Sudah hampir 10 tahun saya membuka toko sekaligus menerima transaksi PPOB (Payment Point Online Bank) di mana warga dapat membayarkan tagihan PLN, Telkom, PDAM, dsb lewat toko saya.
Sudah banyak ragam kisah yang saya peroleh. Dari warga yang disiplin hingga warga yang sengaja abai menunggak pembayaran tagihan hingga lebih dari 5 bulan. Akibatnya, dulu PLN sering merugi.
Saya pribadi sangat sepakat dengan ketegasan PLN dalam menindak warga yang abai semacam ini. Ya, listrik dan air kan termasuk kebutuhan utama ya. Krusial dan sangat berpengaruh terhadap jalannya kehidupan sehari-hari.
Lalu ketika PLN berbenah dan menegakkan kedisiplinan, saya juga 100% sepakat. Dan terbukti, berdasarkan info dari situs CNBC jika PT.PLN (Persero) mencatatkan rekor laba bersih tertinggi sepanjang sejarah pada kuartal I tahun 2023 yakni Rp.16,05 triliun atau melonjak 199% dari capaian kuarta I tahun 2022 yang "hanya" sebesar Rp.5,36 triliun.
Namun, sayangnya pencapaian PLN ini  di sisi lain memiliki "cacat" dalam pelaksanannya. Di mana, banyak warga kecil yang kemudian menjadi korban akibat ke-barbar-an PLN (Palembang) dalam mendisiplinkan warga dengan cara PLN melanggar Surat Perjanjian Jual Beli Tenaga Listrik (SPJBTL) yang DITETAPKAN oleh PLN sendiri.
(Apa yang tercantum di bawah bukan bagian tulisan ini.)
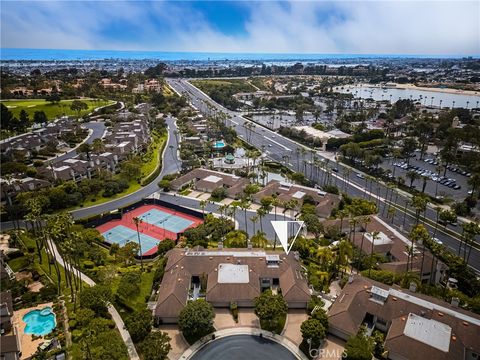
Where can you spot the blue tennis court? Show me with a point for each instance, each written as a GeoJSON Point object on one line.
{"type": "Point", "coordinates": [170, 222]}
{"type": "Point", "coordinates": [121, 235]}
Uwak saya sendiri turut menjadi korban atas tindakan "pendisiplinan" PLN yang tidak sesuai dengan aturan SPJBTL ini. Uwak saya, janda yang hanya tinggal dengan seorang anak yang tengah sakit pula terlambat melakukan pembayaran sehingga mendapatkan surat peringatan dari PLN.
Sayangnya, saat itu uwak saya belum sempat melakukan pembayaran sehingga ketika ia lagi berjualan di pasar dan rumah kosong, tahu-tahu kotak meterannya sudah dibongkar. Dengan kondisi menangis dia menelepon saya dan memberi tahu rumahnya saat itu gelap gulita.
Saya pribadi paham jika itu memang karena kelalaian beliau. Sayangnya pula ia gak kepikiran menelepon saya dan minta bantu dibayarkan dulu saat surat peringatan datang. Ia baru mengontak saya ketika meterannya sudah dibongkar dan rumahnya gelap gulita. Baru keesokan harinya ia dapat mengurus ke PLN dan meterannya kemudian diganti dengan token.
Cerita yang dialami oleh pelanggan toko saya akhirnya menimpa ke keluarga saya sendiri. Saat itu saya kira PLN memang sudah melakukan perbaharuan kebijakan di mana jika lewat dari batas toleransi peringatan pertama maka meteran langsung dicabut WALAU belum lewat bulannya.
Namun, apakah benar aturannya sudah berubah? Atau PLN daerah (dalam hal ini PLN Palembang) diperkenankan mengubah dan melaksanakan pembongkaran meteran tidak sesuai toleransi waktu yang ditetapkan oleh PLN pusat?